リポートでは、2020年の米GDP成長率予測は第3四半期が25.2%、第4四半期が8%(いずれも年率換算)で据え置く一方、2021年の予測は以前の5.6%から6.2%に引き上げた。米連邦準備制度理事会(FRB)は2021年の米GDP成長率を5%と予測している。
アナリストたちは、ワクチンが使えるようになる時期が早まれば景気回復の見通しが上向くだろうと記述。米国民が「以前には新型コロナの感染リスクにさらしていた活動」を再開することで、2021年上半期には消費者支出が加速すると予想した。
米国の失業率については、2020年の予測は9%(足元では10.1%)で据え置く一方、2021年は7%から6.5%に修正した。
米政府が資金援助している新型コロナウイルスのワクチン候補では、米モデルナ、英アストラゼネカ(オックスフォード大学との共同開発)、米ファイザー・独ビオンテック連合による3つがフェーズ3(第3相)の治験に入っている。薬事規制専門家協会(RAPS)によると、新型コロナウイルスのワクチンを開発している企業は42社を数えるという。

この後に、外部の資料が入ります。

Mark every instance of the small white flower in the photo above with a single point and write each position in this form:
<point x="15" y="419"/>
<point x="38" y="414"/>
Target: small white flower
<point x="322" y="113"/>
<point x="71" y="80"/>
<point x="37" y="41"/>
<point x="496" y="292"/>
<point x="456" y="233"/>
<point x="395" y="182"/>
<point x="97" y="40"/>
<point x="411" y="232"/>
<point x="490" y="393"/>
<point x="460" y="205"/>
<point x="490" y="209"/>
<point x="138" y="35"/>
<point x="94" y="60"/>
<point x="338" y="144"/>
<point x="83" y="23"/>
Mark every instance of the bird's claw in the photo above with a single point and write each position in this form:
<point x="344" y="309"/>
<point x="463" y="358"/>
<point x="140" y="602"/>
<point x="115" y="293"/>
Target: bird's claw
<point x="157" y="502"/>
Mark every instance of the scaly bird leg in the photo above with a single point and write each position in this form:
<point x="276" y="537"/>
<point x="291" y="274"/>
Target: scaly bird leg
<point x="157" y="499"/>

ジョンズ・ホプキンズ大学のまとめによると、米国の新型コロナウイルスの累計感染者は約520万人、死者は約16万5000人にのぼっている。
ゴールドマンは一方で、景気回復を脅かしかねない要因として、米議会が追加の経済対策で合意できないおそれが出ていることを挙げている。野党民主党とホワイトハウスの協議は暗礁に乗り上げており、ゴールドマンは「議会で追加対策法案が成立していないため、目先の下振れリスクは高まっている」と指摘している。